Xeripaisajismo

Los datos de países en los cuales se aplica esta alternativa, en forma masiva, demuestran ahorros mayores al 50% en volumen de agua, 30% en mano de obra, 60% en fertilizantes, 45% en combustibles y 22% en pesticidas y herbicidas. 

Foto: Florencia Cesio

El xeripaisajismo es una modalidad para desarrollar jardines dentro de las modernas tendencias del Paisajismo Sustentable. Está especialmente pensado para zonas de climas secos, como las del centro oeste de la Argentina. Propone para los espacios verdes plantas nativas o exóticas adaptadas a las condiciones climáticas de las diferentes localidades o regiones. Su aplicación permite lograr beneficios estéticos, ecológicos y económicos superiores en relación con el paisajismo tradicional. En muchos países, está recomendado por organismos oficiales, relacionados con la conservación del agua, y por las universidades.

El xeripaisajismo se basa en la interacción de tres elementos fundamentales:

– Uso de plantas de bajo consumo de agua,

– riego eficiente, y

– arquitectura paisajística adecuada.

Para lograr los objetivos estéticos y de sustentabilidad, los procedimientos utilizados son: 1) seleccionar las plantas adecuadas; 2) agruparlas de acuerdo con sus necesidades de agua para facilitar el riego y hacerlo más eficiente; 3) limitar la superficie de césped a las necesidades de uso y utilizar florales y cubresuelos de bajo consumo de agua como sustitutos; 4) usar un sistema eficiente de riego con regulación, según la temperatura y la estación; 5) evitar la pérdida de agua por evaporación y embellecer las áreas sin plantas con mulching orgánico (chipiado de cortezas y restos de poda) o inorgánico (rocalla), y 6) proveer el mantenimiento adecuado disminuyendo el uso de fertilizantes y pesticidas.

El xeripaisajismo logra los jardines que elije la naturaleza, porque es un concepto que se basa en dejar que aquélla actúe y ayude a la creación de una belleza diferente y sustentable. El paisajismo y la jardinería tradicional no logran una coherencia con el ambiente donde se construyen. Se generan espacios de gran belleza, pero carentes de sentido de pertenencia y de armonía con el entorno. Esta jardinería natural, propuesta por el xeripaisajismo, realza el lugar poniendo en valor su potencial intrínseco. El resultado es un espacio de belleza distintiva en balance con el ambiente natural que lo rodea, del cual es parte inseparable.

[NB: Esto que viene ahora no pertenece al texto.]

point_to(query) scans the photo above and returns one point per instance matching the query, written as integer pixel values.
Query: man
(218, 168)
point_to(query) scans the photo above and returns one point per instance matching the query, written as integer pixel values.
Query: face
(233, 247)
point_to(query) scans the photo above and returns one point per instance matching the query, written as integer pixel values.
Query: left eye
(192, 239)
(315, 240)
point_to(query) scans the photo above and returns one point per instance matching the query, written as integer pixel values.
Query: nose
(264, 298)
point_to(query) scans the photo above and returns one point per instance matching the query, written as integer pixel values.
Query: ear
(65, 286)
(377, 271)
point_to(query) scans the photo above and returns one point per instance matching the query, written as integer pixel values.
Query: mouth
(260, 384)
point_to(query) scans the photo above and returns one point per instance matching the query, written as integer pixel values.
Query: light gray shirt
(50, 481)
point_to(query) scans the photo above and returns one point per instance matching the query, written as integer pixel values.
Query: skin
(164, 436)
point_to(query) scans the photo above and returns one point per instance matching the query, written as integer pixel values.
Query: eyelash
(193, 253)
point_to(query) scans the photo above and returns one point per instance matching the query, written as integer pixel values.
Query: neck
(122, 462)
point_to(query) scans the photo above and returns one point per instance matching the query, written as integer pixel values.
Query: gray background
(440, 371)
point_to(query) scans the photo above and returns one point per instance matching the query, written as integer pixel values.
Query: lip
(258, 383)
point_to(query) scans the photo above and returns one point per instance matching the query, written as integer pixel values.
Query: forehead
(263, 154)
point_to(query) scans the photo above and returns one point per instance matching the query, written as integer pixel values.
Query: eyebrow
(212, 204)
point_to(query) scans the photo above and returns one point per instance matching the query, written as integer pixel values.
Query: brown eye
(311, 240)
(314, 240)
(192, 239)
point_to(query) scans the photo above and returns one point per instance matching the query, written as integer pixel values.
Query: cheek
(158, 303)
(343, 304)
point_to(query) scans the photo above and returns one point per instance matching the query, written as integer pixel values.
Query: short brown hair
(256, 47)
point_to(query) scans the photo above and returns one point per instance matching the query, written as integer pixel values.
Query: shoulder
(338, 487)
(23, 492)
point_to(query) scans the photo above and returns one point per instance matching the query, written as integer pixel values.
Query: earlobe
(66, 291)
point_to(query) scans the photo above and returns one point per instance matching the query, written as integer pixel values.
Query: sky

La aplicación de los principios del xeripaisajismo conduce a un crecimiento balaceado de las plantas en equilibrio con su ambiente. Trabajar de acuerdo con estos conceptos reduce notablemente los gastos de mantenimiento, pues se realizan menos podas (y por lo tanto, se evita tanta basura) y se utilizan menos agroquímicos, por la mayor tolerancia que tienen las plantas adaptadas a plagas y enfermedades (se reduce la contaminación ambiental y se logran jardines más seguros para la familia).

Como ciudadanos responsables –empresas o personas individuales- debemos comenzar a orientarnos a través de las recomendaciones de los organismos preocupados por la problemática ambiental global. Un caso paradigmático es la escasez de agua dulce en el mundo: debemos evitar su uso con fines que no sean el del consumo humano. Desde el ámbito del paisajismo y de la jardinería, se puede contribuir enormemente a partir de los nuevos enfoques, que están ganando espacio rápidamente –especialmente en países más abiertos que el nuestro a las innovaciones—, desplazando o transformando el manejo tradicional del paisaje.